No hope for reunification

Sometimes it feels like I am the only one, or at least one of only a few, naieve enough to still be thinking about Korea’s eventual reunification. I took a trip not long ago to the Unification Village in Paju, just north of Seoul, where you could literally look across the Imjin River into North Korea. The sky was clear and the mountains in the distance alluring, and I just kept thinking to myself, “You can’t go there.”

Over lunch with friends today I mentioned that of all Korea’s neighbors it seemed China presented the biggest obstacle to unification, as it benefits the most from the current status quo. I gave as proof China’s heavy investments in North Korea as it ever so surely takes over the isolated nation’s economy.

The recent visit to Pyongyang by Chinese Vice President Xi Jinping, a likely successor to Hu Jintao, suggests Beijing continues to value its ties with North Korea, notwithstanding the trouble its wayward ally has caused it, for strategic reasons… Indeed, China has become, by default, North Korea’s largest trading partner and source of investments.

Keep the regime afloat by taking charge of the economy, and send in swarms of Chinese tourists. Hell, China is already the South’s biggest trading partner. As an aquaintence once told me, South Korea needs China. (I’d be curious to know what China’s position is on food aid to the North, as it is reportedly facing another famine on the scale of 1997, when 3 million people starved to death.)

A more optimistc view is expressed by Professor Zhang Quanyi

Korea’s reunification is significant for Chinese, as it parallels China’s own story.

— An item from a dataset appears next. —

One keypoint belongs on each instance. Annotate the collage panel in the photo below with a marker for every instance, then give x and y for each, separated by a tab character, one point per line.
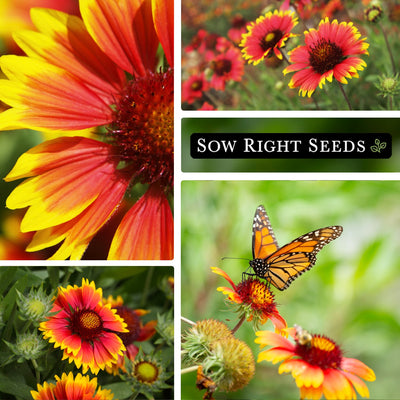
290	55
330	288
86	129
86	332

The process of interaction between the two Koreas can provide Beijing with a model for narrowing its differences with Taiwan. Korea’s successful negotiations on economic, ideological and political arrangements can serve as an example to mainland China and Taiwan in dissolving their political crisis.

Still, my friends all chimed in, as if it were completely obvious, that none of the parties involved want unification. Who would want a new, unified Korea, a large country with the North’s resources and the South’s technological and military capabilities?

China (and Russia) would have a powerful new neighbor on its border, one most likely allied with the US. There would also be the issue of the millions of ethnic Koreans on the Manchurian side of the Yalu River. Would Korea try to claim the area as part of its historical territory? Hence China’s Northeast Asia Project. Japan, meanwhile, would have a reinvigorated dagger pointing at it’s heart. I imagine the US also seeks to preserve the status quo, minus the nuclear issue, as this best balances its interests vis-a-vis Tokyo.

So basically any desire on the part of South Koreans for reunification (and even that seems to be dwindling) is subordinated to super power politics, the peninsula’s perennial curse. One of my lunch companions, a Korean reporter here in Seoul, said that under the past liberal administrations, while reunification was still a far-off dream, people were at least moving inthat direction. Under Lee, he said, the country has totally reversed course.